Maria Shatz1, Igor Shats2, Daniel Menendez1 and Michael A. Resnick1

1 Chromosome Stability Group, Laboratory of Molecular Genetics, National Institute of Environmental Health Sciences, NIH, Research Triangle Park, NC, USA

2 Department of Biomedical Engineering, Duke University, Durham, NC, USA

Correspondence to:

Maria Shatz, email:

Michael A. Resnick, email:

Keywords: p53, Toll-like receptor 5, cancer, signal transduction, inflammation

Received: February 06, 2015 Accepted: June 02, 2015 Published: June 10, 2015

Abstract

The p53 tumor suppressor regulates transcription of genes associated with diverse cellular functions including apoptosis, growth arrest, DNA repair and differentiation. Recently, we established that p53 can modulate expression of Toll-like receptor (TLR) innate immunity genes but the degree of cross-talk between p53 and TLR pathways remained unclear. Here, using gene expression profiling we characterize the global effect of p53 on the TLR5-mediated transcription in MCF7 cells. We found that combined activation of p53 and TLR5 pathways synergistically increases expression of over 200 genes, mostly associated with immunity and inflammation. The synergy was observed in several human cancer cells and primary lymphocytes.

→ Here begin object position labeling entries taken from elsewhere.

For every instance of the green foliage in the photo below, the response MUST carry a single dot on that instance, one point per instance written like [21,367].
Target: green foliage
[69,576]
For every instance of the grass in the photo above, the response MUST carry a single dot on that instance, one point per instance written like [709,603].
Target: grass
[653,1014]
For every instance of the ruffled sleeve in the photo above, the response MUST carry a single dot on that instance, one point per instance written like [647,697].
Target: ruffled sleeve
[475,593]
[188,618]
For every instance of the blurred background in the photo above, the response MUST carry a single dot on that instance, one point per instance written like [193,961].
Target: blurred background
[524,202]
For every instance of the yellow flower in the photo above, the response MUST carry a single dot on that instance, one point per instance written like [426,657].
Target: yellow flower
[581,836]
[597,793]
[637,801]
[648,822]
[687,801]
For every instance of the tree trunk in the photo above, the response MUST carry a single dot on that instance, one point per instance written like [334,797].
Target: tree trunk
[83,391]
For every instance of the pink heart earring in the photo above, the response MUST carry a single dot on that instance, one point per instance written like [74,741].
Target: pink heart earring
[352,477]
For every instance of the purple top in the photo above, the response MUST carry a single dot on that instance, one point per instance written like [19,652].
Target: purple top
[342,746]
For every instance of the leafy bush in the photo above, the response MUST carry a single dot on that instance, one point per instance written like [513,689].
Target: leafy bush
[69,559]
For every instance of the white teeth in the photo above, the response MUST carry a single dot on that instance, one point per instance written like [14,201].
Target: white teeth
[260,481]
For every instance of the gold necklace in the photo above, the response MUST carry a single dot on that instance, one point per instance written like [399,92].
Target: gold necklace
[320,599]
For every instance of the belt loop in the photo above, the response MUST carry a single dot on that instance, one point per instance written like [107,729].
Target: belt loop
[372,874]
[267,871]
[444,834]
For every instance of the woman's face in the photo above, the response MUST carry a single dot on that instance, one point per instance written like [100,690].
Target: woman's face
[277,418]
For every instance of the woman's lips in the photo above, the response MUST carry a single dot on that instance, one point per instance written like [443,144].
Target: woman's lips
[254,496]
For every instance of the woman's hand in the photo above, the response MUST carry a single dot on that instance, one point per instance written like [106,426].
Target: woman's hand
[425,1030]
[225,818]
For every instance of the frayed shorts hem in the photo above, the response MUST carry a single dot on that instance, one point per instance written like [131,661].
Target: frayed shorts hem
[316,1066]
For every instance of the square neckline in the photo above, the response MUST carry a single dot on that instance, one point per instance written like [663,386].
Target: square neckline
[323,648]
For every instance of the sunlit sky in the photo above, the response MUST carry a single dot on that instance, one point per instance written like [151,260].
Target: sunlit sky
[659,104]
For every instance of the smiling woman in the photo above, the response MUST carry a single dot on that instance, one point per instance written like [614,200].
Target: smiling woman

The p53-dependent amplification of transcriptional response to TLR5 activation required expression of NFκB subunit p65 and was mediated by several molecular mechanisms including increased phosphorylation of p38 MAP kinase, PI3K and STAT3 signaling. Additionally, p53 induction increased cytokine expression in response to TNFα, another activator of NFκB and MAP kinase pathways, suggesting a broad interaction between p53 and these signaling pathways. The expression of many synergistically induced genes is elevated in breast cancer patients responsive to chemotherapy. We suggest that p53’s capacity to enhance immune response could be exploited to increase antitumor immunity and to improve cancer treatment.